I am surely not alone in my inability to attend the first week of classes. I prefer to avoid the dryness of introductory speeches and administrative tedium. It began during my undergraduate degree and admittedly, over the years and into postgrad, my absence during week one began to stretch into week two. My university’s recent decision to stop requiring attendance minimums bolstered my cavalier attitude.
First semester this year, it bulged into week three like a muffin top after a summer of fried food. Second semester began with me avoiding law school as I always did, doing my readings from the calm of my living room and serving painfully fashionable filter coffee in a Northside café.
In week three something terrible happened, rendering me homebound and distraught. I missed a further three weeks of classes, while my life fell inevitably back into place. Semester was half finished and I’d not attended a single lecture, tutorial or seminar.
I resolved to attend after the semester break. I was keeping up with readings fine, and after two years of law I found the concepts easy to grapple with, if tedious. It was getting warmer and I could lie in my garden with cups of tea, legs bare to the sun, reading over cases while my classmates learned under fluorescent lights.
The break passed with little fanfare – I was merely doing what I’d done all semester. Week seven rolled around, and it was raining a little. Surely one more class missed wouldn’t matter. Or another.
At week nine too much had passed. My absence had become a personal experiment. I would not attend any more classes, and see what happened. Between torrents of fear and grey stretches of self-loathing, week twelve rolled around in a haze of blue skies and twenty-plus degree days. The hipster men in my suburb were wearing t-shirts under their beards. Parks were full of people with dogs, picnic blankets and casks of cheap wine. I had not attended law school all semester.
Academically, I maintained my good marks. This was fascinating. My university extols the benefits of lectures and group learning. I eschewed everything I had on hand and yet my results didn’t differ much at all. Yet, without that first year and a half of struggling and exercises and guidance from my lecturers I wouldn’t have been able to traverse statute and case law like I did.
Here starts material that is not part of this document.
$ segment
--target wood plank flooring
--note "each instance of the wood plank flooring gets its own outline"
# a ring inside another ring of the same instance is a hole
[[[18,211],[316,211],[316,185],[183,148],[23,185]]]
Next semester I’ll probably be absent in the first week. Possibly even the second. My life is obstinately outside of university, but as it’s my last year I feel some sort of urge to participate. I won’t repeat my experiment, but I predict my attendance will be sloppy as ever.
I won’t go as far as recommending a class-less semester of law school. I likely missed some vital insight due to my own lack of experience and my ingrained way of learning. If you desire a social presence in the university at all, your invites will go the way of the dinosaurs.
I hope I don’t inspire a mutiny of truants, but I do wish to put across the message: given a little academic experience, you don’t actually have to go to law school to go to law school.